This fall I’ll be teaching “Cakes for the Queen of Heaven” again. Shirley Ranck wrote this groundbreaking curriculum about women in Western religion in the late 1970s and early 1980s, but it was first published in 1986. The fact that it took the Unitarian Universalist Association (UUA) at least five years to put it out says a lot about this pioneering course.

The UUA is notoriously liberal, even progressive. But this class pushed the buttons of Unitarian Universalist’s still largely male hierarchy, and they delayed publication. Why? Maybe because it offered consciousness raising within a religious context. Maybe because it included some controversial research. Maybe because those patriarchs could see its long-term consequences: More women embracing the Goddesses in their lives.

It certainly had all of those effects. In fact, the consciousness of UU women — already empowered by political feminism — became raised even further by contact with spiritual feminism. And although the curriculum contained references to the controversial archeologist Marija Gimbutas, that didn’t stop UU women from pouring into Wicca, welcoming both its deities and its ritual. In fact, UU women made Wicca one of the fastest, if not the fastest-growing religion in the late 1980s and early 1990s.

With the help of the UU Women and Religion Committee, Ranck updated and re-issued “Cakes for the Queen of Heaven” last year. It’s still a wonderful course. And it still empowers women in ways that political feminism can’t. Where else would a teacher request that women sketch themselves nude and then talk about how this experience helped them to understand their concerns with body image? Where else would women talk about how patriarchal mothering antagonizes mothers and daughters in a divide-and-conquer strategy that has supported male domination? And where else would women learn about the history of masculine Gods displacing Goddesses?
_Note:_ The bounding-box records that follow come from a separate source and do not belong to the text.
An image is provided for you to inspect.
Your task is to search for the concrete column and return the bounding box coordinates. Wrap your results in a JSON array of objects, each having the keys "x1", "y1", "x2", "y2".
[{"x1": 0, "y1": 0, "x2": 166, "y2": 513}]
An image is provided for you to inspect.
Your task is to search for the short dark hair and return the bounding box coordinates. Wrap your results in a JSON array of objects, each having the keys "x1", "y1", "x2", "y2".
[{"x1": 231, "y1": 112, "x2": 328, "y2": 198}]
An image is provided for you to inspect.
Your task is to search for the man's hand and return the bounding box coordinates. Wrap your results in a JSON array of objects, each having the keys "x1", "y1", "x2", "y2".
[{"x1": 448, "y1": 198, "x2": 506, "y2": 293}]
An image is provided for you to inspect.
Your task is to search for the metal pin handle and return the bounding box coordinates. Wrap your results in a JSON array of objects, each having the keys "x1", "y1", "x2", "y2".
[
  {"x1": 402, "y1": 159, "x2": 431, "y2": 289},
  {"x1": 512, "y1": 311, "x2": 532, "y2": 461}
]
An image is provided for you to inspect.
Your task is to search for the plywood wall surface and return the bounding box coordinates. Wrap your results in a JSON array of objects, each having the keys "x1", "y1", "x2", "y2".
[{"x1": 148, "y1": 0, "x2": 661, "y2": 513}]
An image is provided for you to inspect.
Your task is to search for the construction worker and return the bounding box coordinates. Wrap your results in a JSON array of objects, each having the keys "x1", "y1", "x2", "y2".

Those are just some of the topics we dealt with last spring. This fall Kelly Crocker (First Unitarian’s Minister of Religious Education) and I will examine women in Judaism and Christianity as well as introducing the class to Wicca. We will look at the story of Hosea and his wife Gomer; create midrashim (is that the proper plural) concerning Sarah’s experience when Abraham takes their son Isaac to be sacrificed; explore the early Gnostic gospels that the imperial Catholic Church expunged from scripture; talk about Jesus’ mother Mary; and more.

In the last twenty years, I’ve learned a lot about religion. In fact, I only half-jokingly say that after I finished my Ph. D. In 1982, I gave myself a Ph.D. in Goddess Studies. One of the things that has troubled me over those years jumped right into my head as we started preparing the two “Cakes” sessions on Judaism. Many people — including bloggers here at Tikkun Daily – use the term “the Prophetic Tradition” to describe the continuing social justice work begun by the prophets in the Tanakh (Old Testament). By and large these ancient men, speaking as representatives of YHWH, urged the Israelites to take the side of the oppressed, to care for the poor, and create justice and equality in their culture. But they also railed against the Goddesses who were a part of Judaism and told women to know their place and stay out of positions of religious authority.

The use of “the prophetic tradition” as a purely progressive expression reminds me of the historical term applied to the 15th – 17th centuries — the “Renaissance.” Renaissance means literally “new growth,” and implies that this period was an advance over the Middle Ages, also called the “Dark Ages.” But during the Renaissance, women’s economic and social power diminished, and the first holocaust was perpetrated against them. Historians estimate that somewhere between 50,000 and 1,000,000 people (90% of them women) were murdered during what has been called the “burning times.” “Prophetic Tradition” and “Renaissance,” as normally understood, misrepresent the history of half the human race.